US 12,380,332 B2
Forcing weights of transformer model layers
Andy Wagner, Cupertino, CA (US); Tiyasa Mitra, San Jose, CA (US); and Marc Tremblay, Bellevue, WA (US)
Assigned to Microsoft Technology Licensing, LLC, Redmond, WA (US)
Filed by Microsoft Technology Licensing, LLC, Redmond, WA (US)
Filed on Sep. 9, 2020, as Appl. No. 17/016,184.
Prior Publication US 2022/0076127 A1, Mar. 10, 2022
Int. Cl. G06N 3/084 (2023.01); G06N 3/063 (2023.01)
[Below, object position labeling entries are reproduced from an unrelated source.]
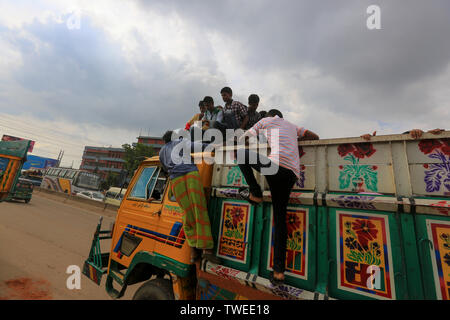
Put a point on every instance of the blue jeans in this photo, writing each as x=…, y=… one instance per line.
x=280, y=185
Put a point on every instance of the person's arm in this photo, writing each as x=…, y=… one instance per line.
x=417, y=133
x=244, y=122
x=304, y=134
x=219, y=117
x=243, y=114
x=367, y=136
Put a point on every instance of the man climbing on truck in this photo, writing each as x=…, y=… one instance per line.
x=188, y=191
x=285, y=156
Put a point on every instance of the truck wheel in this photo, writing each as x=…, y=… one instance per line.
x=157, y=289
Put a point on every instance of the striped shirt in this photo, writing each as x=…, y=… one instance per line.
x=282, y=137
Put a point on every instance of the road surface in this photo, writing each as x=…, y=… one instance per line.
x=40, y=240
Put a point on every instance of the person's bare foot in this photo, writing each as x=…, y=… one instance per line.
x=278, y=275
x=255, y=199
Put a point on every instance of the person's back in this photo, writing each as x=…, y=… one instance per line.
x=282, y=137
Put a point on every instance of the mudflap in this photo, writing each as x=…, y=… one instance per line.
x=97, y=263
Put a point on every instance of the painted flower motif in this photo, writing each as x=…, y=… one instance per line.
x=429, y=145
x=447, y=259
x=363, y=150
x=352, y=244
x=446, y=146
x=345, y=149
x=365, y=231
x=237, y=215
x=293, y=223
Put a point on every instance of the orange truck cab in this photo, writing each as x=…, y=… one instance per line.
x=365, y=220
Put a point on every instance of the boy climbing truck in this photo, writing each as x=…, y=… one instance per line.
x=365, y=220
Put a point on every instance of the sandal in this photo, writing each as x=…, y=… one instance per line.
x=274, y=281
x=244, y=194
x=194, y=255
x=210, y=256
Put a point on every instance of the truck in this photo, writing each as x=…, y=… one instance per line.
x=365, y=220
x=13, y=154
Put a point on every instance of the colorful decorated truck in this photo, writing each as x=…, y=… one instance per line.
x=12, y=156
x=366, y=220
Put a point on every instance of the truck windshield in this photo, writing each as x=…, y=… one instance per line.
x=142, y=186
x=88, y=180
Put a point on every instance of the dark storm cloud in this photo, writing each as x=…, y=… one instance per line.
x=387, y=71
x=83, y=77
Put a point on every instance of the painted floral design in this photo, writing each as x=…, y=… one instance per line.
x=294, y=234
x=301, y=181
x=355, y=202
x=235, y=177
x=447, y=259
x=437, y=175
x=360, y=236
x=355, y=174
x=446, y=238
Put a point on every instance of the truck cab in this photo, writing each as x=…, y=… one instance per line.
x=366, y=220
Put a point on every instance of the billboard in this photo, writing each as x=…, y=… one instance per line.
x=36, y=162
x=12, y=138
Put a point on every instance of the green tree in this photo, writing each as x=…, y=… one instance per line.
x=134, y=154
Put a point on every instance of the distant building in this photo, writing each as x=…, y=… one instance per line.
x=36, y=162
x=155, y=142
x=103, y=160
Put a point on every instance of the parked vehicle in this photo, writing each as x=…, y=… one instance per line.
x=92, y=195
x=12, y=156
x=35, y=176
x=115, y=195
x=70, y=181
x=366, y=220
x=23, y=190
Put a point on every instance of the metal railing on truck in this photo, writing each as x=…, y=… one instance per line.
x=366, y=220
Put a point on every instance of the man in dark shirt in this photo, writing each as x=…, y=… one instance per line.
x=253, y=116
x=189, y=193
x=234, y=112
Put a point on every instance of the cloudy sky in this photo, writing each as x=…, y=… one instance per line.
x=76, y=73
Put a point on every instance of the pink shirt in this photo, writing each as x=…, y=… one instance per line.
x=282, y=137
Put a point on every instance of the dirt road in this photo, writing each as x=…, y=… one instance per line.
x=39, y=241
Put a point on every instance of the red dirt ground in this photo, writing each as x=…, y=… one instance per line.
x=27, y=289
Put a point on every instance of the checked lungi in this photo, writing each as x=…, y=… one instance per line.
x=188, y=192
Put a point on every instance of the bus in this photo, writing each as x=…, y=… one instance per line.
x=12, y=156
x=70, y=181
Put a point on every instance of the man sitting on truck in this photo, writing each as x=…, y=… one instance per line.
x=284, y=165
x=188, y=191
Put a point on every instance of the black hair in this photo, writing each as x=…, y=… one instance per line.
x=274, y=112
x=253, y=98
x=227, y=90
x=208, y=99
x=167, y=137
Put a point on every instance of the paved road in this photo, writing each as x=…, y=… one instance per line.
x=39, y=240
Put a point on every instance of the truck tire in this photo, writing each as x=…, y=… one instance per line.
x=157, y=289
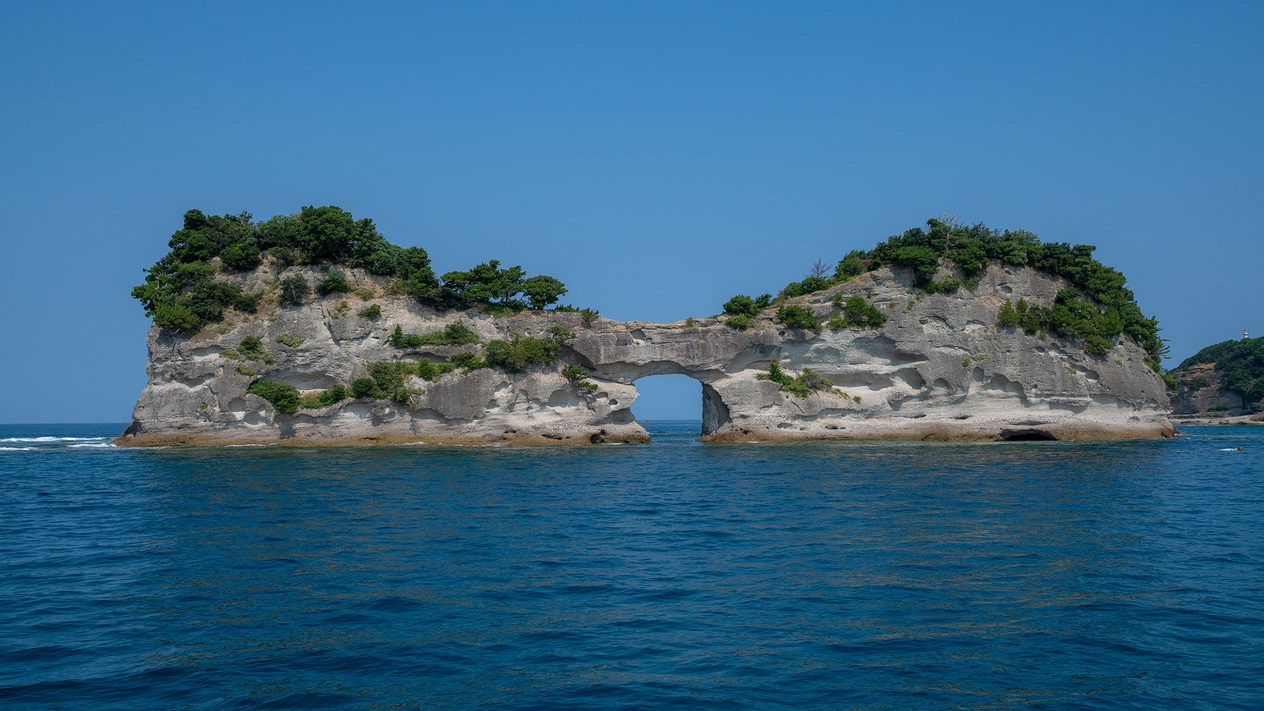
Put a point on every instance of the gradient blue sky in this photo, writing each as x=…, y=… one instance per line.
x=657, y=157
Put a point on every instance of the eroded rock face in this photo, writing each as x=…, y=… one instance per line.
x=939, y=368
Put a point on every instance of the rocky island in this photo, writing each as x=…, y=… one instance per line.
x=314, y=329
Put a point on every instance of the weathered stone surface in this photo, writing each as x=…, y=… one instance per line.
x=941, y=368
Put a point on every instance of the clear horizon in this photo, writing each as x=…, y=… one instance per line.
x=656, y=157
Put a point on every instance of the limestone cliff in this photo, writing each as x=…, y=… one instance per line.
x=939, y=368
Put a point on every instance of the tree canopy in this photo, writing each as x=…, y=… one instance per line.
x=181, y=290
x=1096, y=310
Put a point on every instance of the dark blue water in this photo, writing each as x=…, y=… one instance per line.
x=674, y=574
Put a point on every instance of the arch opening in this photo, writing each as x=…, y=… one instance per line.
x=670, y=399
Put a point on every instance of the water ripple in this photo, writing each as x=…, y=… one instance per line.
x=679, y=574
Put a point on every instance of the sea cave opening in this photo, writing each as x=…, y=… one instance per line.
x=669, y=402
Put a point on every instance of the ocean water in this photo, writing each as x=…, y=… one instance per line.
x=674, y=574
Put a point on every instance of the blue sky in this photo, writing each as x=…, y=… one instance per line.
x=657, y=157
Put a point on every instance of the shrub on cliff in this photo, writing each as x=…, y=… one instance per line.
x=857, y=314
x=796, y=316
x=808, y=382
x=185, y=277
x=333, y=284
x=970, y=248
x=521, y=352
x=283, y=397
x=453, y=334
x=293, y=290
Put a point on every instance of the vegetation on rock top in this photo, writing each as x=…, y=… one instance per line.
x=1096, y=310
x=181, y=291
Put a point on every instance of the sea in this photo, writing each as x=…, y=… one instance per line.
x=674, y=574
CPC G06N 3/084 (2013.01) [G06N 3/063 (2013.01)] 17 Claims
OG exemplary drawing
 
1. A system comprising:
a set of processing units; and
a non-transitory machine-readable medium storing instructions that when executed by at least one processing unit in the set of processing units cause the at least one processing unit to:
train a transformer model over repeated iterations of training operations, the training operations facilitating a gradual convergence of weights in adjacent layers of a transformer model such that the weights in a pair of the adjacent layers approach identical values without transmitting weights between the adjacent layers, the training operations including:
receive, at a first layer included in the transformer model, input data;
process the input data through the first layer of the transformer model so that the first layer of the transformer model outputs a first output data;
process the first output data through the first layer of the transformer model so that the first layer of the transformer model outputs a second output data;
process the first output data through a second layer included in the transformer model so that the second layer of the transformer model outputs a third output data;
calculate a difference between the second output data of the first layer and the third output data of the second layer; and
adjust first weights included in the first layer of the transformer model based on a summation between gradient data and a difference term, the gradient data being received at the first layer during a backpropagation training step and the difference term quantifying a difference between the second output data generated by the first layer and the third output data generated by the second layer.